Today marks the second anniversary of Minneapolis Police murdering George Floyd. 

“It is appalling that so little has changed since Mr. Floyd died when MPD officers ground his neck into the ground with a knee for 9 minutes and 29 seconds,” said ACLU-MN Executive Director Deepinder Singh Mayell. “While it’s helpful our state and the city of Minneapolis are taking steps to change policing, the reforms so far are incremental at best. None of them have changed a toxic and violent police culture reinforced by a shocking lack of accountability and transparency, which has deprived people of their civil rights and fundamental human dignity.” 

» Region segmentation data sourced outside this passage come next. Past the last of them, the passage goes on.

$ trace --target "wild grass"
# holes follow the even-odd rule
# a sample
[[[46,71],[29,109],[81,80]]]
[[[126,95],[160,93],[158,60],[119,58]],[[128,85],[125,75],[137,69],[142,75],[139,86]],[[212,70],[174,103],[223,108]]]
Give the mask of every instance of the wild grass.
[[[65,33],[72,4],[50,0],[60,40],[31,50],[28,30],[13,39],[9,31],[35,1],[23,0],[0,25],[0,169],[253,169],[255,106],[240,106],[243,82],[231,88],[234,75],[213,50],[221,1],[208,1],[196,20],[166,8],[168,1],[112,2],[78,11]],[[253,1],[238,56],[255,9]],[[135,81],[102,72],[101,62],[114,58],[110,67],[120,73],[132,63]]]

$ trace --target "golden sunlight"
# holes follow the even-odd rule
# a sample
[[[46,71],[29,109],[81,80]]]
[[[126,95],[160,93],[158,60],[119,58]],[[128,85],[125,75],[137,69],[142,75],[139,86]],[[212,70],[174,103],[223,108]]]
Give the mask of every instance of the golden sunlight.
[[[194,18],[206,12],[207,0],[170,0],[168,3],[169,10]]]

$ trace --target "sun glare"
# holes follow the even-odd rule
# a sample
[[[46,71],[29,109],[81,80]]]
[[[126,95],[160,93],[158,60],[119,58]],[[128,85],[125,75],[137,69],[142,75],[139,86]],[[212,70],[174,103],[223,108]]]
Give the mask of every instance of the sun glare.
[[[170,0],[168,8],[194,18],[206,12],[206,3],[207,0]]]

Reforms alone are clearly not enough — the list of the dead keeps growing. Despite all the efforts of activists and our communities, police still kill more than 1,000 people across our nation every single year, and those targeted are disproportionately Black, Native and Latinx people. 

We can’t even count on police to follow their own policies: MPD did nothing to deescalate before they killed Amir Locke just 11 seconds after entering the apartment where he was sleeping.  

It’s time to end this police violence and overhaul policing. The state Department of Human Rights recently found evidence of a pattern and practice of racial discrimination by MPD. The coming consent decree must include community input. And the ACLU-MN will keep pushing city and state lawmakers, and the Department of Human Rights in its consent decree, to take the following steps: 

  • Prohibit police from enforcing a range of non-serious offenses, including petty traffic offenses like those that led to the death of Philando Castile and Daunte Wright. This is a step toward ending racial profiling, including MPD's handling of vehicle stops, searches, citations and arrests.  
  • Stop paramilitary style training that encourages officers to be aggressive toward community members and escalate situations. 
  • End the covert use of fake social media accounts to target Black leaders and organizations. 
  • Ensure training keeps up with new policies and laws, including bans on no-knock warrants and neck holds, and the police’s responsibility to deescalate rather than escalate situations. 
  • Transform use of force. Deadly force should be the last resort, not the first.  
  • Create alternatives for people in crisis. The first line of response should be mental health experts, not armed police who don’t have the training. 
  • Create oversight bodies empowered to hold police accountable, not just make recommendations that are too often ignored.  
  • End qualified immunity. 

A model to consider is Brooklyn Center, where the ACLU-MN has championed a movement to view community safety from a public health lens. Following the killing of Daunte Wright, the city passed a comprehensive resolution enabling a committee of residents to create a new community safety and violence prevention department to oversee police.  

We must take these steps to hold police truly accountable. Someday, we want to #SayTheirNames in gratitude for the change accomplished in their memory. Not solely in pain.